La société hongkongaise est en prise avec la rigidité d’un régime autoritaire et menaçant, mais également avec les grands bouleversements sociaux et économiques mondiaux.
À propos de : Jean-Pierre Cabestan et Eric Florence, « Twenty years after : Hong Kong’s changes and challenges under China’s rule », China perspectives
La société hongkongaise est en prise avec la rigidité d’un régime autoritaire et menaçant, mais également avec les grands bouleversements sociaux et économiques mondiaux.
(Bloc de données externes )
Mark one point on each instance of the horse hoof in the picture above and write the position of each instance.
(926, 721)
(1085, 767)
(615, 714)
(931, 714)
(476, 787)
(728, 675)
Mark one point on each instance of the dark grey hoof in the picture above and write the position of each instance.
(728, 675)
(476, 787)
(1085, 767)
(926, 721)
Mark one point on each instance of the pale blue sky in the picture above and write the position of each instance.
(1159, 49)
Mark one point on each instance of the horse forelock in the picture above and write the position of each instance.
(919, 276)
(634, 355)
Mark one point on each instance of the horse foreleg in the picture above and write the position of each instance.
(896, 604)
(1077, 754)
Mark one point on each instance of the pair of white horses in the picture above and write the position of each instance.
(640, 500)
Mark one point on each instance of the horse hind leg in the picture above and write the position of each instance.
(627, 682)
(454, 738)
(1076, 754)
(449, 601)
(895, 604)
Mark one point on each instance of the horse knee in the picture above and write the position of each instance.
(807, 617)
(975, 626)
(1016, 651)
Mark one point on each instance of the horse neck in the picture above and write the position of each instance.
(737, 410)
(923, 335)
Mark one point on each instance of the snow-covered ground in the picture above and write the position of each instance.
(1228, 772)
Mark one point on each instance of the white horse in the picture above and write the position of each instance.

Les cinq articles de ce numéro interdisciplinaire émanant de la revue du Centre français d’études chinoises (CEFC) à Hong Kong campent avec rigueur et nuance le contexte du mouvement de protestation déclenché plusieurs mois après leur publication. Les auteurs, forts de leur expérience personnelle et académique à Hong Kong, illuminent par leurs études en sociologie, science politique, anthropologie et économie politique les transformations sociales et politiques de la ville depuis la rétrocession de 1997. L’ensemble a le très grand mérite de donner toute sa place au contexte social et économique de la crise que traverse Hong Kong, et dont l’ampleur ne peut être saisie si elle n’est comprise que sous l’angle de la crise politique, certes majeure, provoquée par le refus des autorités chinoises de céder aux demandes d’expansion des libertés civiques, et même de simplement respecter le principe d’un pays, deux systèmes.
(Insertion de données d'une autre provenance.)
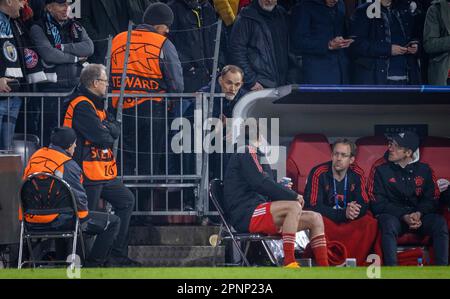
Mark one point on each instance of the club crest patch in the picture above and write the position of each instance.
(31, 58)
(10, 51)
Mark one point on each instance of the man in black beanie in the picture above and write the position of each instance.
(404, 198)
(57, 160)
(153, 67)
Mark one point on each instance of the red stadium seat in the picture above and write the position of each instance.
(306, 152)
(370, 149)
(435, 151)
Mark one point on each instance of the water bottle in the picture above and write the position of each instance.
(419, 262)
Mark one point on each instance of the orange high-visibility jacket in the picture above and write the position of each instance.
(49, 161)
(98, 164)
(144, 73)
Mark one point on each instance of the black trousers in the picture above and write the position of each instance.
(433, 225)
(144, 138)
(105, 227)
(122, 201)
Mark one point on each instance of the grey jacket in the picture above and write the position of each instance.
(436, 41)
(64, 60)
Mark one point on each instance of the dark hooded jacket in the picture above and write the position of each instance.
(315, 25)
(371, 51)
(259, 45)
En introduction, Jean-Pierre Cabestan et Eric Florence replacent l’intégration croissante de Hong Kong dans l’économie chinoise dans le contexte plus large du poids grandissant de l’Asie de l’Est dans l’économie mondiale et du développement économique de la Chine. Le poids de l’économie de Hong Kong dans l’économie chinoise est ainsi passé en 20 ans de 27 % à 3 %, même si la ville constitue encore un centre financier primordial tant que le yuan reste non convertible. Les échanges transfrontaliers (de personnes, marchandises et financiers) ont été grandement facilités par de nombreuses régulations et infrastructures, avec des résultats mitigés pour la population hongkongaise, largement minoritaire sur le plan démographique et moins encline à saisir ces nouvelles opportunités académiques, professionnelles ou immobilières offertes. Si Hong Kong était déjà une des sociétés les plus inégalitaires au monde avant la rétrocession, avec des niveaux d’imposition et de redistribution très bas, les conditions de vie ne s’y sont pas améliorées depuis : le coefficient Gini s’élevait à 0,539 en 2017 et 35 % du PIB étaient captés par dix milliardaires.
L’article de Francis Lee, « Changing political economy of the Hong Kong media », est consacré à la liberté de la presse et ses transformations à l’aune de la numérisation et des changements de propriétaires des titres de presse. Il y est rappelé que la liberté de la presse à Hong Kong, partiellement libre, est dénuée de censure ex-ante, contrairement à ce qui se passe dans le reste de la Chine. Pendant la période coloniale et jusque dans les années 1980, la liberté de la presse était totale à condition que les critiques concernent le Parti communiste en Chine populaire et le Kuomintang à Taïwan et épargnent le gouvernement colonial. Dans la décennie qui précède la rétrocession, ces restrictions éclatent avec le nouvel équilibre permis par l’entrée en scène de la Chine. La balance penche cependant progressivement en faveur de cette dernière avec la stratégie d’achat d’organes de presse par de riches entrepreneurs en quête de capital symbolique et de reconnaissance politique. Sans intervenir directement dans les rédactions, ces propriétaires contribuent au développement de l’auto-censure et de la « censure constitutive ».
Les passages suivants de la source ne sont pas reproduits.